Palliative (without intention to cure) chemotherapy and targeted therapies for cancer in the esophagus or gastroesophageal junction
This review aimed to investigate the effectiveness of adding cytostatic or targeted therapy to supportive care in people with esophageal or gastroesophageal junction cancer.
Esophageal cancer is the eighth most common cancer in the world. Many people are diagnosed only after the disease has spread to other parts of the body, when cure is rarely possible. These people can be treated with palliative chemotherapy or targeted therapy (a drug directed against a specific component of the tumor).

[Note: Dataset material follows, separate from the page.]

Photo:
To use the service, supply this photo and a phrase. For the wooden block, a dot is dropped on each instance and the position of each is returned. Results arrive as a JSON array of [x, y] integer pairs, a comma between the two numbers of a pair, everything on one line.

The aim of this treatment is to control tumor growth and increase survival, without a significant decrease in quality of life.
We searched reference lists, biomedical databases (Cochrane Central Register of Controlled Trials (CENTRAL), MEDLINE, Embase, the Web of Science, PubMed Publsiher, and Google Scholar), and trial registries up to 13 May 2015. Additional searches were run in September 2017 prior to publication, and they are listed in the ‘Studies awaiting assessment’ section.

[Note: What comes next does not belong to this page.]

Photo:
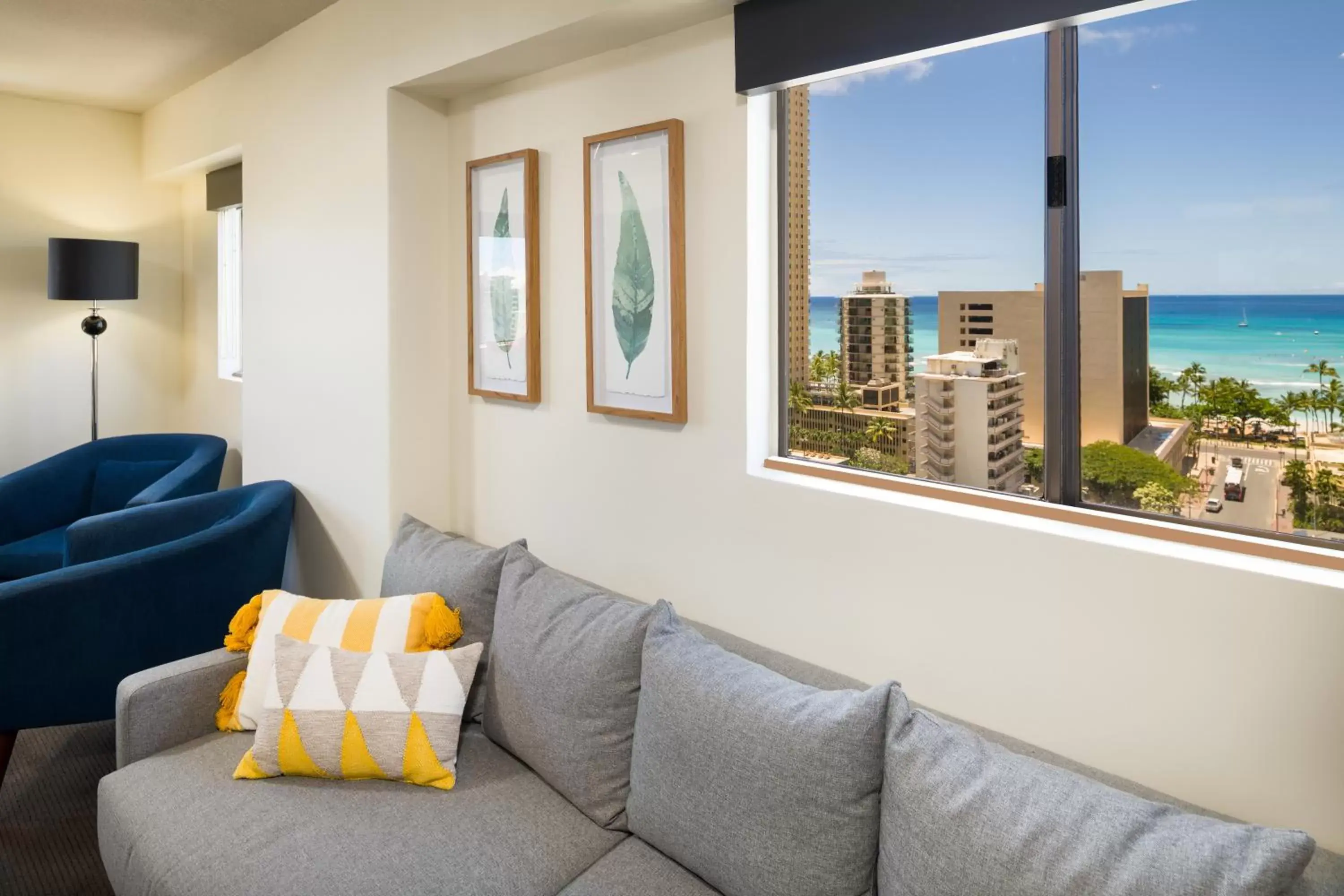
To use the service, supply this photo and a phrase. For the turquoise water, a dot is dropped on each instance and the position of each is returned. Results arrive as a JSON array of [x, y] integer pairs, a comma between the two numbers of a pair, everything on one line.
[[1284, 335]]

We identified 41 randomized controlled trials (RCTs) that met our inclusion criteria for inclusion in the review, as well as 49 ongoing studies. This review and meta-analysis shows that people who receive more chemotherapeutic or targeted therapeutic agents live longer and with less disease progression than people who receive best supportive care or less therapy. The only individual agent that more than one study found to improve survival was ramucirumab. We found severe treatment-associated toxicities (grade 3 or above) more frequently in the arms with an additional chemotherapy or targeted therapy agent. However, there is no evidence that palliative chemotherapy and/or targeted therapy decreases quality of life. Our meta-analysis indicates that chemotherapy and targeted therapy are effective palliative treatments for people with esophageal and gastroesophageal junction cancer.
Quality of the evidence
The evidence that more chemotherapeutic or targeted therapeutic agents increase survival is of high quality, as is the evidence for improved survival compared to best supportive care. The evidence for the increased occurrence of severe treatment-related toxicities is of very low quality, while the evidence showing no decrease in quality of life is also low quality.